While we’re waiting, one of our elderly property tycoons entertains us with a classic example of pro-Beijing shoe-shining backfiring horribly. Towngas, part of Lee Shau-kee’s Henderson Land empire, hastily abandons an attempt to pressure employees into signing anti-Occupy Central petitions. Apparently, some of the beastly staff scribbled rude comments on the forms that were handed out. You need to leave this sort of thing to subsidiaries of CITIC and Bank of China, where managements seem to have far more effective methods of mobilizing United Front volunteers at short notice. Our home-grown amateurs never learn: those who live by the shoe-shine die by the shoe-shine.
Otherwise, could it be that Hong Kong has suddenly entered one of those rare occasions when there is nothing to froth at the mouth about? Perhaps not – we do have the premature departure of MTR chief executive Jay Walder.
It’s a bit difficult to work out exactly why we’re supposed to be lynching the guy – though in view of his hefty remuneration, it’s fair to say we’re not greatly fussed. Men with yellow hard hats and clipboards blame delays in rail projects on subsoil and rocks and technical engineering blather. Politicians rant about cover-ups and demand grubby details about Walder’s resignation package.

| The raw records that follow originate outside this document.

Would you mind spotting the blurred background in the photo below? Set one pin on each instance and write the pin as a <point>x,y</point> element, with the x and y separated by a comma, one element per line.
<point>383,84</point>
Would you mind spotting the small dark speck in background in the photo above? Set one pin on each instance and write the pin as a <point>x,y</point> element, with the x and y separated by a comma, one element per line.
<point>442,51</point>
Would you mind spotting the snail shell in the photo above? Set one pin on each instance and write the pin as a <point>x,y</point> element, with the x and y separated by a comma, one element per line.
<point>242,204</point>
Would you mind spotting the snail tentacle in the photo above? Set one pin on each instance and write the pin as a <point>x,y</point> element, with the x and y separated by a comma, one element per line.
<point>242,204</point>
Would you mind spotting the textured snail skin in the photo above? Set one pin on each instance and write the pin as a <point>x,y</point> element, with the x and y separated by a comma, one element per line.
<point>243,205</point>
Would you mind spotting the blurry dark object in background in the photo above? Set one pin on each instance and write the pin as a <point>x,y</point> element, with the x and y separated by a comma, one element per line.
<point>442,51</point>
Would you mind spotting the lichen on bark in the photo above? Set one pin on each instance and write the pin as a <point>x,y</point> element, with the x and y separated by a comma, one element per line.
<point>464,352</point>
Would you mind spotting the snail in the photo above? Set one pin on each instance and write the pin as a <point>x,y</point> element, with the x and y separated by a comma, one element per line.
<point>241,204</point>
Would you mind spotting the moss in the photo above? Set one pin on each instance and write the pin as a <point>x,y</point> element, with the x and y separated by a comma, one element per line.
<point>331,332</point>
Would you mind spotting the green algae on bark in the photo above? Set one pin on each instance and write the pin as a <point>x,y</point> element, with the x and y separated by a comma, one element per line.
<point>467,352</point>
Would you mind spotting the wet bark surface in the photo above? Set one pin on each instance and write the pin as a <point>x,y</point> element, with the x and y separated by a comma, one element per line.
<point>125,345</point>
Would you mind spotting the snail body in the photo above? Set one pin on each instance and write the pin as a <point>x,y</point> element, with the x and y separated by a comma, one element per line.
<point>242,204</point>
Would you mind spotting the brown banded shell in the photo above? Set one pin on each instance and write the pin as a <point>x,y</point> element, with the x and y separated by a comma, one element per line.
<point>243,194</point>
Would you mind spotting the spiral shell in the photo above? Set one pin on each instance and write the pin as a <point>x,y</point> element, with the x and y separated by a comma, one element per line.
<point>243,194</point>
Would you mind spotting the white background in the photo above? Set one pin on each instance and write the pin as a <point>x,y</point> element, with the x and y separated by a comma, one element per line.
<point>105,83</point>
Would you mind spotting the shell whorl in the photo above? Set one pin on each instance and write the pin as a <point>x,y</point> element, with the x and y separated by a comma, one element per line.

We should probably look at the bigger picture. The MTR was not so long ago Hong Kong’s proudest achievement. Through no fault of its own, service quality has lately deteriorated as a result of our policymakers’ malevolent obsession with stuffing Hong Kong to over-capacity with Mainland visitors. Meanwhile, the mass-transit system is overloaded with expansion projects; it has been forced to construct a politically correct, patriotic white-elephant high-speed link to Shenzhen at the same time it is catching up with neighbourhood line extensions (Kwun Tong, South Island, etc) that probably should have been included in plans of previous decades. In terms of role and strategy, our leaders can’t decide whether MTR should be a for-profit company or a subsidized public utility. It doesn’t even seem clear whether it builds rail links to serve property developments or the other way round. Combine all this with the bureaucrat-developer cronyism and the ‘high land-price’ housing scam, and you would be forgiven for losing patience and saying Singapore got it right by just making housing and transport whole functions of a socialist government and being done with it.
So a civic success fades, and we are guaranteed to still have something to froth at the mouth about.